Still, it cannot be denied that Snowflake's guidance is solid despite the near-term slowdown in customer spending. More importantly, investors should not rule out the possibility of an improvement in the company's growth as the year progresses thanks to a new catalyst in the form of generative AI.

That's because generative AI applications such as chatbots rely on massive amounts of data to respond to users' queries. Snowflake is known for providing a data cloud platform that allows customers to consolidate different data types -- structured, unstructured, semi-structured, and streaming -- using its data warehouse and data lake solutions. Customers can then derive various outcomes using the data they store on Snowflake's platform, such as making predictions, generating insights, or monetizing the data.

Not surprisingly, customers looking to deploy generative AI applications are increasingly turning toward Snowflake's offerings. According to CEO Frank Slootman on the company's May earnings conference call: "Data science, machine learning, and AI use cases on Snowflake are growing every day. In Q1, more than 1,500 customers leveraged Snowflake for one of these workloads, up 91% year over year."

The business is now looking to get deeper into the generative AI space with the acquisition of Neeva, a search technology specialist, last month. Snowflake will integrate Neeva's generative AI-powered search technology into its data cloud platform, enabling users to quickly access the data or insight they need in a conversational manner. The company points out that "Neeva will increase our opportunity to allow nontechnical users to extract value from their data."

What's more, Snowflake is now partnering with AI pioneer Nvidia to help businesses create custom generative AI models. More specifically, enterprises will be able to create custom large language models (LLMs) within the Snowflake Data Cloud using Nvidia's NeMo platform, which allows companies to take advantage of the chipmaker's graphics processing units (GPUs) to accelerate AI workloads.

With Snowflake already sitting on a total addressable market (TAM) worth $248 billion, the integration of AI into its offerings could help the company dig into this massive opportunity at a quicker pace and maintain solid levels of revenue growth in the long run.

SNOW Revenue Estimates for Current Fiscal Year Chart

SNOW Revenue Estimates for Current Fiscal Year data by YCharts

The company believes that it is on track to hit $10 billion in product revenue in fiscal 2029, which would be a 5x jump in six years as compared to the $1.94 billion in product revenue it generated in fiscal 2023 (which ended on Jan. 31, 2023). So the future seems bright for Snowflake, and it looks like an ideal pick for growth investors looking to buy a cloud stock for long-term gains.

A hefty valuation may tempt investors to hit the sell button

However, there is one thing that could weigh on Snowflake stock and could entice investors to sell it following its 2023 gains.

We have already seen that Snowflake is forecasting a near-term slowdown in its business, and that could very well be the reason why investors may be wanting to sell the stock now since it is very expensive.
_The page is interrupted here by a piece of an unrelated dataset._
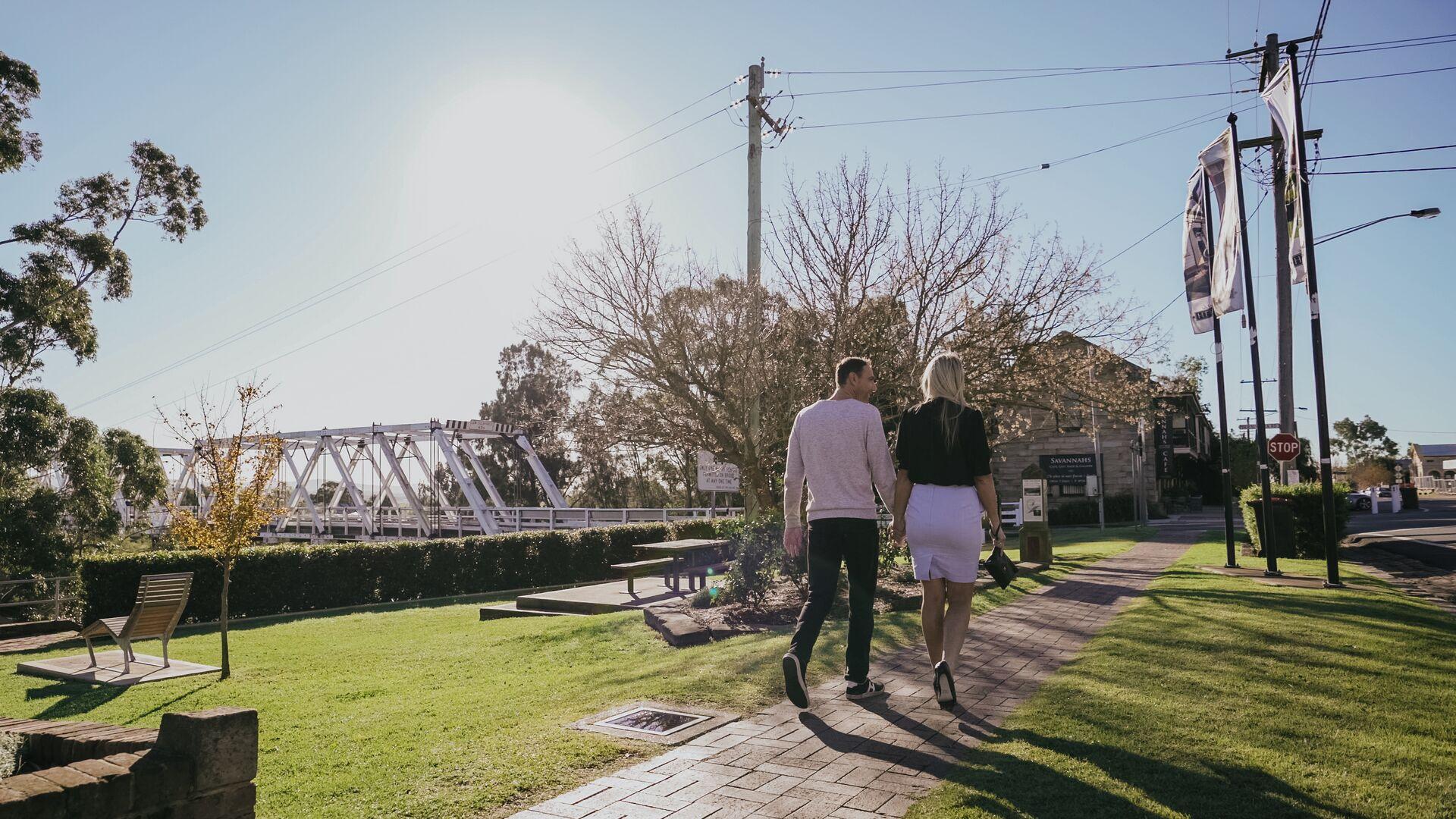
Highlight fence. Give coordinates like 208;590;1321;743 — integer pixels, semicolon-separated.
1415;475;1456;493
0;574;77;620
Snowflake trades at a whopping 25 times sales. That is significantly higher than the S&P 500's price-to-sales multiple of 2.5.
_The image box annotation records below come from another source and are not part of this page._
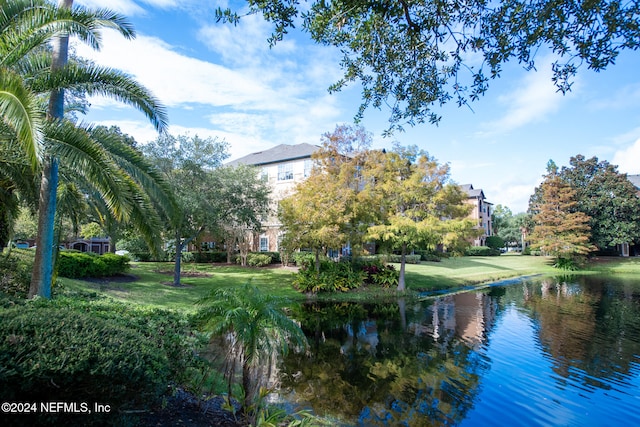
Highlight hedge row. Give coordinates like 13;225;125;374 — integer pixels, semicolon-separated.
464;246;500;256
58;251;129;279
0;298;194;425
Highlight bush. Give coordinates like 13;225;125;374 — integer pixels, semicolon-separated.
260;252;282;264
247;252;271;267
361;258;400;288
413;249;444;262
386;254;420;264
484;236;505;250
0;249;34;299
58;251;129;279
465;246;500;256
293;257;367;293
0;299;199;424
191;251;227;262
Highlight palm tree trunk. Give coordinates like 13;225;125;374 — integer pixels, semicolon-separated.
398;243;407;292
29;0;73;298
173;230;184;286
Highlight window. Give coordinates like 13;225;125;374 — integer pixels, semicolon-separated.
278;163;293;181
260;236;269;252
304;159;313;178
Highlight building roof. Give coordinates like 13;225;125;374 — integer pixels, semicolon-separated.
227;143;320;166
460;184;484;200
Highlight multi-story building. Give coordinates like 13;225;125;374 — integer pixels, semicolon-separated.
228;144;492;251
460;184;493;246
228;144;320;252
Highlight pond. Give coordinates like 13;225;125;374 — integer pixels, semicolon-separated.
276;276;640;426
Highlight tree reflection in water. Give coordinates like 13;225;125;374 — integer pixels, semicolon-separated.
279;277;640;426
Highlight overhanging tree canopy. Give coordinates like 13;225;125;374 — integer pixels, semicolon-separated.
217;0;640;127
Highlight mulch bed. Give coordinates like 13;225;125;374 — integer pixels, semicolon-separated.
140;389;245;427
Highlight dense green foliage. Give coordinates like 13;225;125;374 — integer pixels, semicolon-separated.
529;161;595;268
560;155;640;251
293;254;400;293
0;249;33;299
196;283;307;423
484;236;505;249
58;251;129;279
0;298;196;423
465;246;500;256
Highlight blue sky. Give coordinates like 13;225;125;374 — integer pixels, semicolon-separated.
75;0;640;213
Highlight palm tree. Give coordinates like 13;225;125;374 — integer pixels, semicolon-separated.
198;283;307;417
0;0;171;297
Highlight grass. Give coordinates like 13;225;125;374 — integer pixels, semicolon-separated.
406;255;559;291
59;255;640;311
58;262;304;311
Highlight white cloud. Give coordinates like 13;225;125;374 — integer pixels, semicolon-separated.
482;59;574;136
77;31;276;108
87;120;158;144
611;138;640;175
76;0;184;16
77;0;145;16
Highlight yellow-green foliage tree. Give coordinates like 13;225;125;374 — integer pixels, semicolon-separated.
278;126;370;272
365;146;475;291
529;161;595;267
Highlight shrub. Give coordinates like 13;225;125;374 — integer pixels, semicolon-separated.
484;236;505;249
387;254;420;264
293;257;367;293
191;251;227;262
0;249;34;299
247;252;271;267
465;246;500;256
413;249;444;262
58;251;129;279
292;251;316;268
0;299;194;424
260;252;281;264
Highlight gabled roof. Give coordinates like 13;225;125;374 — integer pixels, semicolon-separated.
460;184;484;200
227;143;320;166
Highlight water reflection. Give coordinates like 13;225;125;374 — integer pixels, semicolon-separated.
279;277;640;426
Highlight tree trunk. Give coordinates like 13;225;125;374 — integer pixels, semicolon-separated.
173;231;184;286
29;0;73;298
316;248;320;276
29;158;58;298
173;225;204;286
398;243;407;292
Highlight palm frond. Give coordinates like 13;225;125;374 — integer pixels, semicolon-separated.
0;68;44;170
31;62;168;132
87;127;180;219
45;120;133;220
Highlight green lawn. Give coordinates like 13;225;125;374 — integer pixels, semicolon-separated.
58;262;304;310
404;255;560;291
59;255;640;311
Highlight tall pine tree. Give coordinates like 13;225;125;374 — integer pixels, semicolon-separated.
530;161;595;268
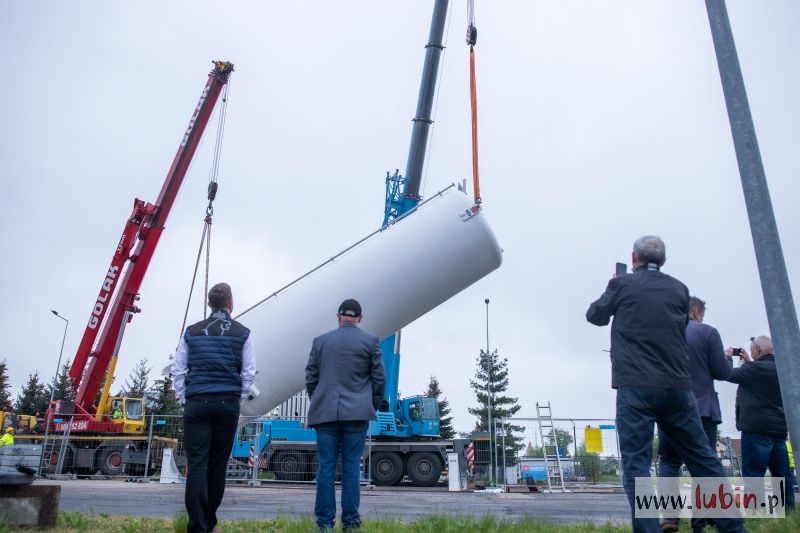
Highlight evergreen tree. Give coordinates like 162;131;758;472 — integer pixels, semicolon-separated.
45;359;75;402
425;376;456;440
14;372;50;415
147;376;183;416
116;357;153;398
0;359;11;409
467;350;525;466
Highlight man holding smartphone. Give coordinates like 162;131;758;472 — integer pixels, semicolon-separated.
586;235;744;533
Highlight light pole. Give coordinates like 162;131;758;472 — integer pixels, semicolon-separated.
39;309;69;477
484;298;494;486
47;310;69;409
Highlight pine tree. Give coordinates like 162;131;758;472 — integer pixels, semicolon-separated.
147;376;183;416
14;372;50;415
0;359;11;409
425;376;456;440
117;357;153;398
467;350;525;466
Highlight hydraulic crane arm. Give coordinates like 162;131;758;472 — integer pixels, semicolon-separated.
69;61;233;413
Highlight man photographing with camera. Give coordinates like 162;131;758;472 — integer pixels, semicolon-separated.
725;335;794;509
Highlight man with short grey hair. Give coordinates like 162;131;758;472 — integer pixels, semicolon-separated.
172;283;256;533
726;335;794;509
658;296;731;531
586;235;744;533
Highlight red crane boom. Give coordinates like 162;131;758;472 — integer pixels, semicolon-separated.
69;61;233;414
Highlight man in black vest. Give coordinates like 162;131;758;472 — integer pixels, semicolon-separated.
172;283;256;533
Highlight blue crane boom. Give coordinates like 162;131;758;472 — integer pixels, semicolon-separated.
370;0;448;437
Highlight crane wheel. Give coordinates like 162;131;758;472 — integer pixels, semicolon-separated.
370;452;403;487
98;447;123;476
408;452;442;487
270;452;308;481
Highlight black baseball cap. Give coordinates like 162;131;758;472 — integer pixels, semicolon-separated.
339;298;361;317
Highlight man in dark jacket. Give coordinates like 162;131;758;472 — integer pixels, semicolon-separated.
658;296;732;531
727;335;794;509
306;299;386;531
586;235;744;532
172;283;256;533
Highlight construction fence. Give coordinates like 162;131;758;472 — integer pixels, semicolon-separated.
493;418;741;486
15;414;410;482
6;414;740;486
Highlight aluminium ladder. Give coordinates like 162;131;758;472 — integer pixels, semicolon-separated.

It is difficult to justify that rich multiple given the company is projecting just 34% growth in product revenue this fiscal year following a 70% jump in the previous one. It is also worth noting that Snowflake traded at 24 times sales at the end of 2022. In other words, Snowflake's multiple went up this year following its rally even though its growth is expected to decelerate remarkably.
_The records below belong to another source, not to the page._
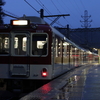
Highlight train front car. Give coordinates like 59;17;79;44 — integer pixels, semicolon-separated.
0;17;52;90
0;17;97;90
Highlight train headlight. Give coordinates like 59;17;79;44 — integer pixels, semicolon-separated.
42;68;48;77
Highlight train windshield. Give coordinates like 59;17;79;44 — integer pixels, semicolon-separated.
0;33;9;54
14;34;27;55
32;33;48;56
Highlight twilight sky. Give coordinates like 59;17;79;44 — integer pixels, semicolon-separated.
3;0;100;28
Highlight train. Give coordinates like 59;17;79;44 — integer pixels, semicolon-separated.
0;16;98;90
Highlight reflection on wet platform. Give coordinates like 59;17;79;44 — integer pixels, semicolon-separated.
20;65;100;100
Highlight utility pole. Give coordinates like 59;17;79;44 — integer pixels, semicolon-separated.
40;9;70;25
80;10;92;28
0;0;5;24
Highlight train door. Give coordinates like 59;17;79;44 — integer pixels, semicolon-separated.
10;32;29;77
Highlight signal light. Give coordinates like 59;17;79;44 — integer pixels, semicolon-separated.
42;68;48;77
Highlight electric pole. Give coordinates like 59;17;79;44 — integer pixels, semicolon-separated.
80;10;92;28
40;9;70;25
0;0;5;24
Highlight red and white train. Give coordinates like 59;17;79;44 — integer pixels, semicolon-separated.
0;17;97;88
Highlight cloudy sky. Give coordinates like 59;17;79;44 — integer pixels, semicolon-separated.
3;0;100;28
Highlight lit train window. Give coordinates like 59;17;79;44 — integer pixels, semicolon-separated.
0;33;9;54
14;35;27;55
32;34;48;56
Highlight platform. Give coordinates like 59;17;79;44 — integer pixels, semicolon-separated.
20;64;100;100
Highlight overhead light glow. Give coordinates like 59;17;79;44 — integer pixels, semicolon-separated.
12;20;28;25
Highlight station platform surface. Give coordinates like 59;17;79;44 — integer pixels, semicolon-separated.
68;65;100;100
20;64;100;100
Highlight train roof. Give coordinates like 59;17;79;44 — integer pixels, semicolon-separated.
19;15;47;24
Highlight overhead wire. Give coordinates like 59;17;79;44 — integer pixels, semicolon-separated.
36;0;51;14
3;9;19;18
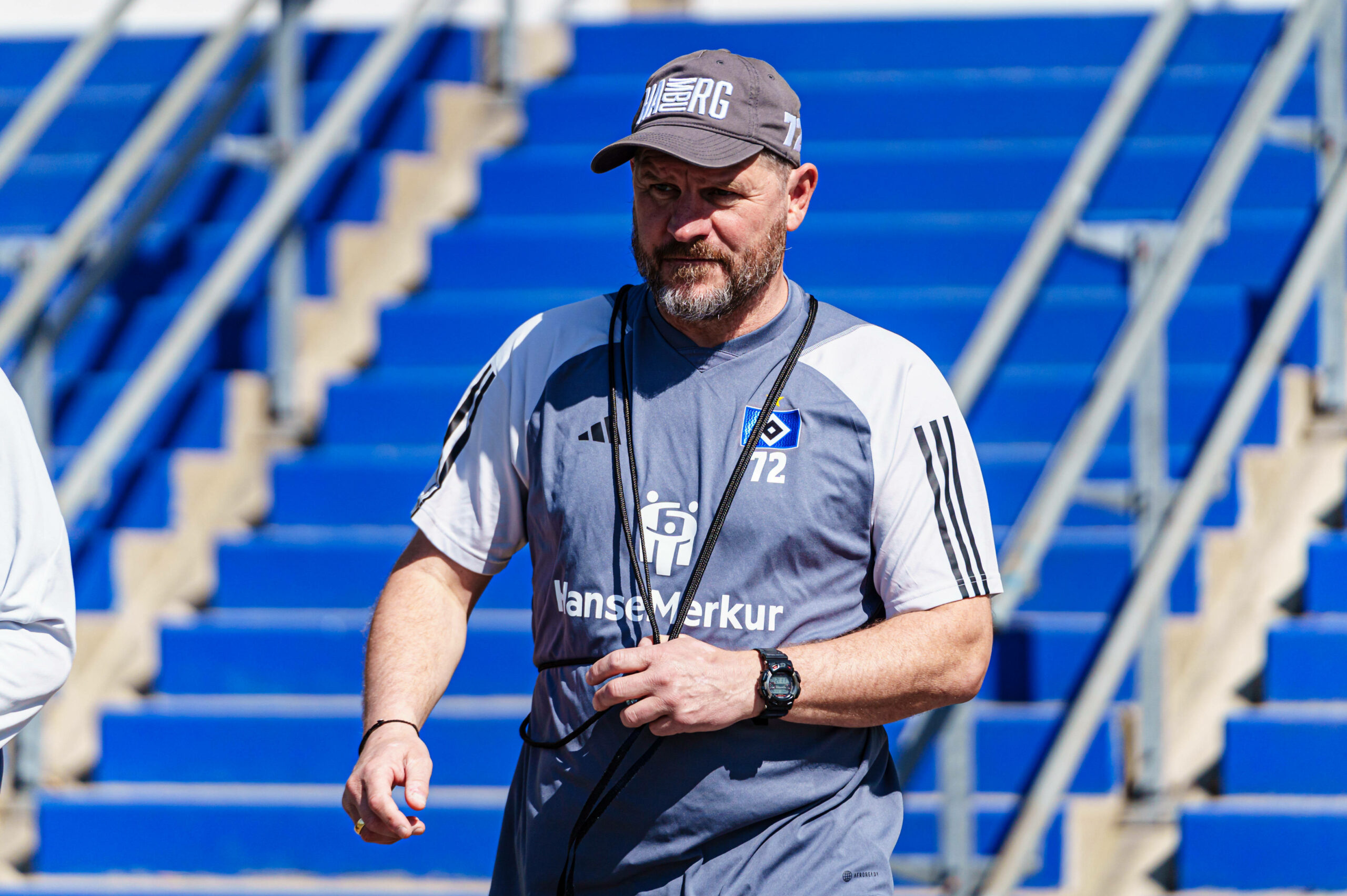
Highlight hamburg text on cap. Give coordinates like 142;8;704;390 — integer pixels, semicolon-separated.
590;50;804;174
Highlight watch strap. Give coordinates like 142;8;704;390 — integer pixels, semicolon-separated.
753;647;799;725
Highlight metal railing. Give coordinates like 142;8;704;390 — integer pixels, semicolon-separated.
894;0;1192;893
894;0;1347;893
0;0;259;366
950;0;1192;414
900;0;1347;896
57;0;447;523
982;72;1347;896
0;0;135;194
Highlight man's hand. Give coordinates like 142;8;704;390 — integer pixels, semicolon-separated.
585;635;764;736
341;723;431;843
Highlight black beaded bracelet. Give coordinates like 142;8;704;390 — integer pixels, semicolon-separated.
356;718;420;756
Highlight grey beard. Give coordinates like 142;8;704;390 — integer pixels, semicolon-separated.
632;216;787;324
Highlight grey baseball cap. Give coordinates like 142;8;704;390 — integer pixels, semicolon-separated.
590;50;803;174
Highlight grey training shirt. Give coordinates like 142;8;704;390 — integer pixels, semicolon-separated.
412;276;1001;896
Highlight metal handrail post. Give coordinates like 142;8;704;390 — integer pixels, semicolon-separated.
267;0;307;427
496;0;520;103
14;36;265;466
899;0;1192;841
57;0;441;523
1315;3;1347;411
0;0;257;357
1128;229;1171;799
0;0;135;193
950;0;1192;414
981;114;1347;896
993;0;1336;624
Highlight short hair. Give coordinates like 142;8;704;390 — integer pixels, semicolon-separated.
758;149;795;187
So cautious investors may want to book their profits and exit Snowflake on account of its expensive sales multiple and weaker growth forecast for the current fiscal year. But then, they should also remember that Snowflake is seeing strong AI-related demand, which could result stronger-than-expected growth. Therefore, investors who already hold Snowflake stock may want to continue holding it in their portfolios because there is a strong chance of this cloud play delivering more upside.